If you are on a sidewalk and the covid goes beep beep
Just step aside or you might have a bit of heat
Covid covid runs through the town all day
Can the people ever change their ways
Sherwin the covid's after you
Sherwin if it catches you you're through
trulses
Posts: 39
Joined: Wed Dec 06, 2017 5:34 pm

Re: Understanding the power of reinforcement learning

Post by trulses »

Michael Sherwin wrote:How reinforcement learning applies to the Dragon position above is that unless black finds the winning move and plays some other move instead black's position is losing. On learning being triggered the entire game is overlaid onto the tree stored on the hard disk. For each node stored on the hard disk there is the reinforcement value. The nodes of the winning side are adjusted upwards and the nodes of the losing side are adjusted downward. This means that bad moves can gain value from this and good moves can lose value. Over time this corrects itself. Since higher nodes are given a larger reward/penalty higher nodes affect the search sooner but eventually the values backpropagate to the root of the current position and when all the alternative moves to the winning move look worse than Qxc3 it will play Qxc3 and win and since those moves then get rewarded it then just plays the winning move as long as it continues to win. But then that line being moved to the hash before each search the winning move starts to affect the search from an earlier node in the game. As long as there is any subtree stored in the learn file no matter how small that subtree might be those nodes with its accumulated scores affect the search.

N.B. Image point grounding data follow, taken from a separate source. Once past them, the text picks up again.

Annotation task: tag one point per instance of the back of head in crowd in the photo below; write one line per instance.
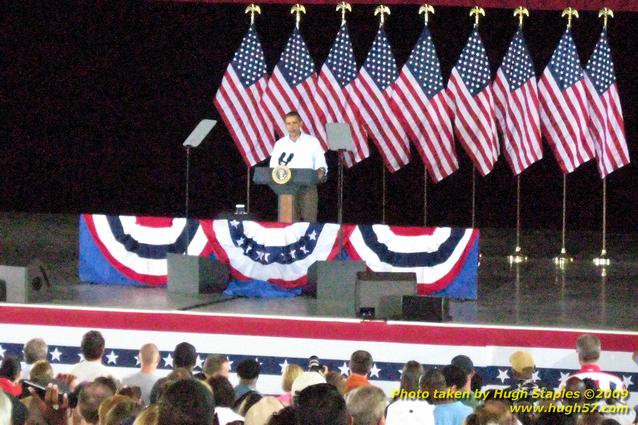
(216, 365)
(588, 348)
(35, 349)
(321, 404)
(92, 345)
(454, 377)
(222, 390)
(360, 362)
(10, 368)
(184, 355)
(186, 402)
(366, 405)
(90, 398)
(248, 370)
(411, 376)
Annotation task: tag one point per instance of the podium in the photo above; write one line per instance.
(286, 193)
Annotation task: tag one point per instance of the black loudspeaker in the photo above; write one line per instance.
(334, 284)
(378, 295)
(24, 284)
(425, 309)
(191, 274)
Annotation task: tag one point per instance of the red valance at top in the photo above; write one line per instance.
(615, 5)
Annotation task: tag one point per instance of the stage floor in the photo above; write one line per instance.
(535, 293)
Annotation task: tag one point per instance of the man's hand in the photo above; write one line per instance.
(321, 174)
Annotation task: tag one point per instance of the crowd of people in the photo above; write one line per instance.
(311, 394)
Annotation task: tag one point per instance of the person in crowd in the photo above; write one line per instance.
(467, 366)
(261, 412)
(448, 410)
(320, 404)
(10, 376)
(366, 405)
(224, 396)
(291, 372)
(92, 348)
(588, 348)
(186, 402)
(149, 358)
(248, 372)
(216, 365)
(35, 349)
(360, 365)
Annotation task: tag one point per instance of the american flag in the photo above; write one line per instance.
(293, 87)
(516, 107)
(421, 103)
(564, 111)
(372, 99)
(607, 124)
(334, 88)
(238, 100)
(474, 105)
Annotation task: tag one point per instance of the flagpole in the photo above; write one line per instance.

The learning in RomiChess was intended as a sparring partner for humans. Winboard sends a result command in human versus computer games. Arena does not or did not anyway 11 years ago. So set up a position or start from the starting position and play against Romi and if you beat Romi Romi will play differently. Change sides and Romi will play your winning moves against you and then you will have to win and teach Romi better moves. Then switch sides again and if you win Romi will learn yet more. If Romi wins then Romi is the teacher. It is hard to put into words but basically the engine and human teach each other and is especially good for learning a chosen opening. Anyway in the last 11 years I have received zero reports of Romi being used like intended. That is a shame really because there is no other training system like it in existence as far as I know.
Hey Michael, very interesting stuff, this seems like a table-based monte carlo policy evaluation. Impressive that you would independently discover such a thing on your own.

Did you ever try self-play in romi-chess using this method?

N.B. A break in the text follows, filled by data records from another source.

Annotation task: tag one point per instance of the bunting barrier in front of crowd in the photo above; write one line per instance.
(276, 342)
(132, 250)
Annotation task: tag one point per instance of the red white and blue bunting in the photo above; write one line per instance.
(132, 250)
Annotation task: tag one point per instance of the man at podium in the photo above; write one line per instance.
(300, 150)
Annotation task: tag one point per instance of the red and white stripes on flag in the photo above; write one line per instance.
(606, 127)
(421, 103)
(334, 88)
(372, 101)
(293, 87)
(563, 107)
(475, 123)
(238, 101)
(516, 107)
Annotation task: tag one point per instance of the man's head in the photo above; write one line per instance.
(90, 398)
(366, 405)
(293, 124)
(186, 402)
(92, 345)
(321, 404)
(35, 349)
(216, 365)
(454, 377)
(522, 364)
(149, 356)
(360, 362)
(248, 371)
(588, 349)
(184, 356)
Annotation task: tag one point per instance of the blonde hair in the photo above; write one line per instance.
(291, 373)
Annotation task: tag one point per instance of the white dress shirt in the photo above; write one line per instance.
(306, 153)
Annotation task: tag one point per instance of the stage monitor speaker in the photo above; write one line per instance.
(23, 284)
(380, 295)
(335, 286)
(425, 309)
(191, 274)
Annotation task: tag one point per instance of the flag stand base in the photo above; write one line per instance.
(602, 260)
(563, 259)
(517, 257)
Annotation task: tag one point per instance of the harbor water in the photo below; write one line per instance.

Did you ever try using one learn file with multiple different engines?

Did you always adjust the table by the same centipawn amount, or did you try lowering the centipawn bonus as you got more visits to each position?

You might experience some issues going from one engine to another, since the evaluation becomes fit not just to romi-chess but also the opponents policy. However this is indeed a first step towards the policy evaluation used in A0.

If you wanted to speed up the learning process, you could look into TD(lambda) which uses a mixture of the episode return (win/loss/draw) and the table values visited over the course of the episode to update the table values.